Having had the precaution to bring our own saddles with us, some miserable-looking ponies were procured, and started with a guide at an early hour in the morning, along a path formed for the most part, up and down thickly wooded hills, the road being sometimes a dry watercourse, or mountain stream.
However, we got over the ground, passing through a beautiful country, and arrived at the meet after a four hours’ ride, the place appointed being a hut belonging to the huntsman, and surrounded by three paddy fields, which he tilled, with his family, but did not live there, except at planting and reaping time, or for about six weeks of the year, from fear of the tulisanes, who, he said, frequented this wild and uninhabited neighbourhood. This is a frequent effect of the bad police of the Philippines, as much of the country that might be most advantageously cultivated, is abandoned to the jungle, solely from fear of these robbers, who sometimes add to their plundering propensities crimes of a more atrocious dye.
After some good sport with deer and pigs, which constituted the supper of ourselves and all the beaters, night was very welcome, and seldom, indeed, did either of us enjoy repose more than in this hut, although through the holes in the grass walls of it the wind was whistling, and near us the beaters were noisily carousing, miscellaneously, upon sherry, cognac, and beer, it mattered not which to them, for we had presented some bottles of each, in order to celebrate the good day’s sport.
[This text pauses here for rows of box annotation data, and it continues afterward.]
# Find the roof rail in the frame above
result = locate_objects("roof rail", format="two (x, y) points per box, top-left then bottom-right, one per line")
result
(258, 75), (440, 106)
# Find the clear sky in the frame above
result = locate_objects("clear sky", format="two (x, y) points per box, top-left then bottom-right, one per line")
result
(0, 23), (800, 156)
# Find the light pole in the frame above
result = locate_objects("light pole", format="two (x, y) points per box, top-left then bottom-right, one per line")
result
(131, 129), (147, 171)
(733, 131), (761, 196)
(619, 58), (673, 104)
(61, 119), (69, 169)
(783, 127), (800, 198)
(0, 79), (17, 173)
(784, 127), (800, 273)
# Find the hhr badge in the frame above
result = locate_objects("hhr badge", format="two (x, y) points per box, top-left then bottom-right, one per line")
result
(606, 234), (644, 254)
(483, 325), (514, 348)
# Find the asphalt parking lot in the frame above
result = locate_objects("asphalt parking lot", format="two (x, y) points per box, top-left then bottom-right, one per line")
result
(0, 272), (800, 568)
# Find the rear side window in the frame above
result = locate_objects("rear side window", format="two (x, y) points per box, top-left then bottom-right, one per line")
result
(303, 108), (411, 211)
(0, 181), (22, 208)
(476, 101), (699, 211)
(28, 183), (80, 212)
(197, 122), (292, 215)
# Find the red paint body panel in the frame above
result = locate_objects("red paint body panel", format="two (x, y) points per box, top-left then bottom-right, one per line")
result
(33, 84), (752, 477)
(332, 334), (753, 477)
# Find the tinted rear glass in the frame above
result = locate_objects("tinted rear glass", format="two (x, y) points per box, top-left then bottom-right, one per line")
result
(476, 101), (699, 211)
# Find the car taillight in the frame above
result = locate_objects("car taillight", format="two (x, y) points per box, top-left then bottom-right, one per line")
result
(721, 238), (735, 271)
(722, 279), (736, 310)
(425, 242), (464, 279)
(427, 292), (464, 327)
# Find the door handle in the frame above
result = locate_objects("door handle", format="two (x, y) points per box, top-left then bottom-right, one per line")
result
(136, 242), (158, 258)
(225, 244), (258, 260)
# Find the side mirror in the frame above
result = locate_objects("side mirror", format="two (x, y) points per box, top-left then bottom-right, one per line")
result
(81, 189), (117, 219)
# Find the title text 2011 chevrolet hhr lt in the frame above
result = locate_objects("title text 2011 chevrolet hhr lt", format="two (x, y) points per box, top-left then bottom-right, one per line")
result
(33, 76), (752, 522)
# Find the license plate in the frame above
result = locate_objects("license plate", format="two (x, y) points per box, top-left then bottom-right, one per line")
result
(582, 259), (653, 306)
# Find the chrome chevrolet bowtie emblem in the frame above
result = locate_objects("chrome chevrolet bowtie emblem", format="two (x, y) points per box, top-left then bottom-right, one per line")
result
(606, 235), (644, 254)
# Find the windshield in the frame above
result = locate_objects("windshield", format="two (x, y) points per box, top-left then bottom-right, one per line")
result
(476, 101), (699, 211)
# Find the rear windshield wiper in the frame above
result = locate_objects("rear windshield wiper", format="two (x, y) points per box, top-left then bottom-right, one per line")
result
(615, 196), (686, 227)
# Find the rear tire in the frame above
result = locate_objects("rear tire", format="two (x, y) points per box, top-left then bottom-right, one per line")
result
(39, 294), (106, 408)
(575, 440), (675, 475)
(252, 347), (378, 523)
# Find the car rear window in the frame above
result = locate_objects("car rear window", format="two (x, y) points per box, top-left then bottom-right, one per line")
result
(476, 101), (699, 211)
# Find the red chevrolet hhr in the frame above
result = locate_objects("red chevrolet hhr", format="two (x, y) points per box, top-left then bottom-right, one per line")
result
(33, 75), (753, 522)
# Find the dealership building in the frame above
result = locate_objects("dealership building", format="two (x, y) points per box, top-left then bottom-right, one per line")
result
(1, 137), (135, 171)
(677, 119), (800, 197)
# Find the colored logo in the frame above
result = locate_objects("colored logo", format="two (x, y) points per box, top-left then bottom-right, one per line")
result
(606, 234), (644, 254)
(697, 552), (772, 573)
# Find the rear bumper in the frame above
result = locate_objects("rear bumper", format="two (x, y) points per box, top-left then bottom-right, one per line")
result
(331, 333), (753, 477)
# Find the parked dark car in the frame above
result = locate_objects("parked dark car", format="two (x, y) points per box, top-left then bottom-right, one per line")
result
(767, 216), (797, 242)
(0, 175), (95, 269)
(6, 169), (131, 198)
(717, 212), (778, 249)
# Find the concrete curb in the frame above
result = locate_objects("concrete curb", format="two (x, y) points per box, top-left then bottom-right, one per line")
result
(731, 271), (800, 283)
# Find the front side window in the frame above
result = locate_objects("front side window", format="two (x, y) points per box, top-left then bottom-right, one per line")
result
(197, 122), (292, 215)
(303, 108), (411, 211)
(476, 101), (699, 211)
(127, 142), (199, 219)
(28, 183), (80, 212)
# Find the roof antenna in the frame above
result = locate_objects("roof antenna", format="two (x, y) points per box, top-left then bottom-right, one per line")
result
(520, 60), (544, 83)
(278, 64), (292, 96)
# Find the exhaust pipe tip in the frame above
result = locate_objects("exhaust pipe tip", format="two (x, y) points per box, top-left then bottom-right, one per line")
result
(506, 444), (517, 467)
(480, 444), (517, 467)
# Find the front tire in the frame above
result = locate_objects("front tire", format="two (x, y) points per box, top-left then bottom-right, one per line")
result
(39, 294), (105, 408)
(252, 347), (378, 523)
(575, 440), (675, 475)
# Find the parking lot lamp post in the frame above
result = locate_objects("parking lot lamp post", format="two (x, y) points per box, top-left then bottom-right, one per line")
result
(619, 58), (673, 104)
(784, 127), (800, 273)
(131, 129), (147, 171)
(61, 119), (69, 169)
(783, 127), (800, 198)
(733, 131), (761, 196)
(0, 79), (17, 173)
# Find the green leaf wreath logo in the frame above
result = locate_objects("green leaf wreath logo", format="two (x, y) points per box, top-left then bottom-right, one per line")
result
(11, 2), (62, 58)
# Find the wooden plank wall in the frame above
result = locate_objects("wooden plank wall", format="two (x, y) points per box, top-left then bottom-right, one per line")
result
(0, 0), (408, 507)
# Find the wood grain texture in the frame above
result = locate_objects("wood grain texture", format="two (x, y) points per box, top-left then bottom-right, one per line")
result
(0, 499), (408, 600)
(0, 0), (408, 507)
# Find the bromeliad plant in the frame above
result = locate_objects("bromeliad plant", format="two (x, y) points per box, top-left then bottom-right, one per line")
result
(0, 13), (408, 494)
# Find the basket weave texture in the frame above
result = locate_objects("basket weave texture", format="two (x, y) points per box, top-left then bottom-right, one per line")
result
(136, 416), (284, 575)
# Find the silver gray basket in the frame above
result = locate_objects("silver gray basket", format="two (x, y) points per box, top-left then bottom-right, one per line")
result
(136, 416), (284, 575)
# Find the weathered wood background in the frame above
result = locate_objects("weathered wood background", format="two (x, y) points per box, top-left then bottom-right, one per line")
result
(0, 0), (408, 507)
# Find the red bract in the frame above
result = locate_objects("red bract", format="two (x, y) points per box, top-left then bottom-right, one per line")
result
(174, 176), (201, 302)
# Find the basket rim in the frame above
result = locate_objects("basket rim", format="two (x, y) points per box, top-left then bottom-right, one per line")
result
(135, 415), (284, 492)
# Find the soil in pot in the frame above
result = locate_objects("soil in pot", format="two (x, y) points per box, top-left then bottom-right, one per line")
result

Next morning we heard of a wild cimmarone (or buffalo) having been seen in the neighbourhood some days previously, and endeavoured to find out his whereabouts, but none of the scouts could get a trace of him. Although these splendid animals are occasionally found in the country, they are not very common, and their reputation for savage ferocity is so great, that few of the Indians like to shoot them, because, if merely wounded without being disabled, they are certain to charge the hunter, which is more than Oriental nerves are fond of.
Monkeys chattering in the trees are very common; but I never shot any of them, having, in truth, an antipathy to kill a brute with a shape so nearly human.
Near this end of the lake few Europeans ever go, as it is quite out of the beaten track, which leads them in an opposite direction, to look down the crater of a volcano, generally simmering, but seldom boiling over to such an extent as to spout lava to any distance.
Calamba and Calawan are also places they usually go to see; at the latter of which, there is a cotton-spinning mill, the property of a Mestizo, who dresses like a Spaniard, and no doubt wishes to be considered such. The machinery employed is of Belgian or French make, and of a very simple construction, and far from being equal to the sort now used at home for the purpose; but is considered by its owner to be the only sort that would answer well there, as it can be kept in order, and even, I believe, put into repair on occasion by a native blacksmith, who acts as engineer, which could not, of course, be the case were machinery of a finer and more complex and elaborate construction employed, as that would render a staff of good European workmen essential to keep it in order and good repair, and their pay in this climate, would run away with all the profits of the adventure.
The yarn produced is of the coarser descriptions, and is only saleable to the native weavers of cotton cloth, by the excessive duty put on grey cotton twist of British manufacture, which is 40 per cent. on a high ad valorem valuation if imported by a Spanish ship, and 50 per cent. if by any foreign vessel, amounting virtually to a prohibition on its importation.
At the village of Los Baños, on the shores of the laguna, there are some hot springs, flowing into baths cut out of the natural rock.
The temperature of the water as it issues from the rock is sufficient to boil an egg; but not having a thermometer, we were unable to ascertain it more exactly. As it mixes with the cool water of the laguna, however, the heat decreases, and at sunrise on a cool morning forms just there a very pleasant bath. The baths, from which the place is named, having for long been little frequented by invalids, are now in a semi-ruinous state. In cases of debility they are said to be most beneficial, and the old Manilla doctor, Don Lorenzo Negrao, whose long experience of the country and of the diseases incidental to it is most valuable, in such cases sometimes recommends his patients to try these baths for some peculiar diseases, and once recommended them to me.